Lacan and Bataille
Despite his personal proximity to Georges Bataille, Jacques Lacan makes very few direct references to his work. Indeed, the only mention of Bataille’s name in the 878 pages of the Écrits is in a footnote to “On a Question Prior to Any Possible Treatment of Psychosis.” This article declares that Daniel Schreber, the prototypical psychotic, was exposed to inner experience by his insight that “God is a whore.” Lacan affirms that his mention of inner experience is an allusion to Bataille, and refers the reader to Inner Experience, which he calls Bataille’s central work; and to Madame Edwarda, in which “he describes the odd extremity of this experience.” Lacan here identifies the experience of Madame Edwarda with Bataille’s “inner experience,” and stipulates that both are identical to Schreber’s psychotic break.
“On a Question Prior to Any Possible Treatment of Psychosis” was written in 1958 and generated by a seminar Lacan gave in 1955-1956. He had known Bataille for twenty years, having been a participant in Bataille’s Acéphale group. Lacan was also the companion of Sylvia Bataille (née Maklès), Bataille’s first wife, following their separation in 1934; Lacan married her in 1953. Sylvia remained close to Bataille for the rest of her life following their separation and divorce. Moreover, Lacan raised Laurence, Bataille’s daughter, because her birth parents separated when she was four years old. The 1950s was a period of close contact between the two men; Lacan contributed some of the research for Erotism, published in 1957.

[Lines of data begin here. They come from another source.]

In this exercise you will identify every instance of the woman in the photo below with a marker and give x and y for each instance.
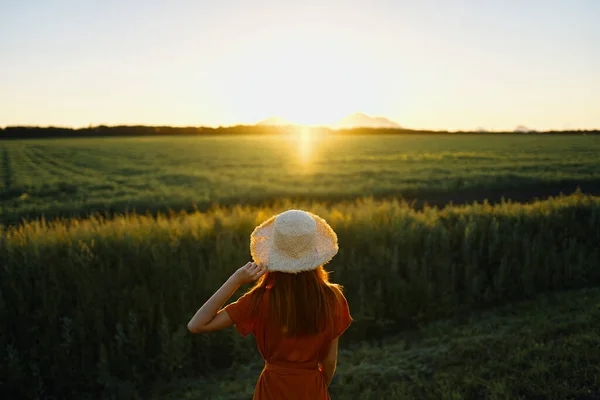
(293, 311)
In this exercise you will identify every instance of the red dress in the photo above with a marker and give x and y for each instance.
(292, 368)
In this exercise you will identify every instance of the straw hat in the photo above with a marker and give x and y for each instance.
(293, 241)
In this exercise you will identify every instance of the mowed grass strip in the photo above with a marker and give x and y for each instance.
(78, 177)
(546, 348)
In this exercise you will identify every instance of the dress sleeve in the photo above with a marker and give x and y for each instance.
(342, 318)
(241, 314)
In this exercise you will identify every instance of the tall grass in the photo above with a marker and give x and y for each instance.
(100, 306)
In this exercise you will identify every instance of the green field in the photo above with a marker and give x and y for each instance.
(100, 306)
(95, 305)
(542, 349)
(76, 177)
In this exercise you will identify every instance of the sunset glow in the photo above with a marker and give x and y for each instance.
(430, 65)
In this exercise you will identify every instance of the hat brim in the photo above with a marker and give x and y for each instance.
(263, 250)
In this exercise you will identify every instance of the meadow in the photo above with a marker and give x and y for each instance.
(98, 307)
(79, 177)
(96, 304)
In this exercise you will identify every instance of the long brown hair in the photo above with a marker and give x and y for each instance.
(303, 303)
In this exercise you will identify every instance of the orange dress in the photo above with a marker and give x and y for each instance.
(292, 369)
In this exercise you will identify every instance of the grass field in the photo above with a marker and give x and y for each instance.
(99, 306)
(76, 177)
(541, 349)
(96, 305)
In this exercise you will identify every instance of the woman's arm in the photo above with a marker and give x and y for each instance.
(208, 318)
(330, 362)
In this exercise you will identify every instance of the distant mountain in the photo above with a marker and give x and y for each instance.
(523, 129)
(361, 120)
(274, 121)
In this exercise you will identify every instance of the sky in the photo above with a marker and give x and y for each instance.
(444, 64)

Aside from this close biographical link and Lacan’s explicit invocation of Bataille in his consideration of psychosis, Slavoj Zizek has argued for another point of proximity between their thought, a link that he finds dangerous and aims to overcome. In Zizek’s view, it is in Seminar VII that Lacan is closest to Bataille in his formulation of transgressive jouissance. This is an influence that Zizek believes that Lacan subsequently escapes. I will argue that despite Lacan’s personal friendship with Bataille, his statement in “On a Question Prior to Any Possible Treatment of Psychosis” betrays a misunderstanding of Madame Edwarda. That is, while Lacan had commitments to the reconstitution of subjectivity that render Bataille’s work illustrative of psychotic experience, close reading of Bataille’s text reveals a distinct position on self and other. In consideration of these two points of contact between Lacan and Bataille (on psychotic experience and transgression), we must note that the neurotic who is led to undertake an act corresponding to the essence of his or her desire is not said to be a psychotic. To reconcile this apparent contradiction, it is necessary to realize that for Lacan, all subjects are potentially psychotic, and avoid this only by the fragile construction of an ego ideal. Psychosis, then, is the result of a foreclosure of the Name-of-the-Father and a denial of the Other of the Other, leading to direct contact with the real. From this perspective, Bataille’s refusal of the Name-of-the-Father and of subjectivity (writing under a pseudonym) and emphasizing an immediate contact with otherness that identifies a specific alterity (the title character) with its ultimate guarantor can only be read as a psychotic experience. I will inquire into Lacan’s theories of subjectivity and examine the impetus they receive from Bataille’s ideas on ipseity, as well as their departure from his thought, as well as investigating the Lacanian approach to a Kantian ethical problem, as read by Adrian Johnston, with the end of comparing this to Bataille’s own imbrication of eroticism and ethics. A close reading of Bataille will show an alternative position on alterity that escapes subjectivity, while remaining distinct from the psychosis diagnosed by Lacan and the irresponsible nihilism suspected by Zizek.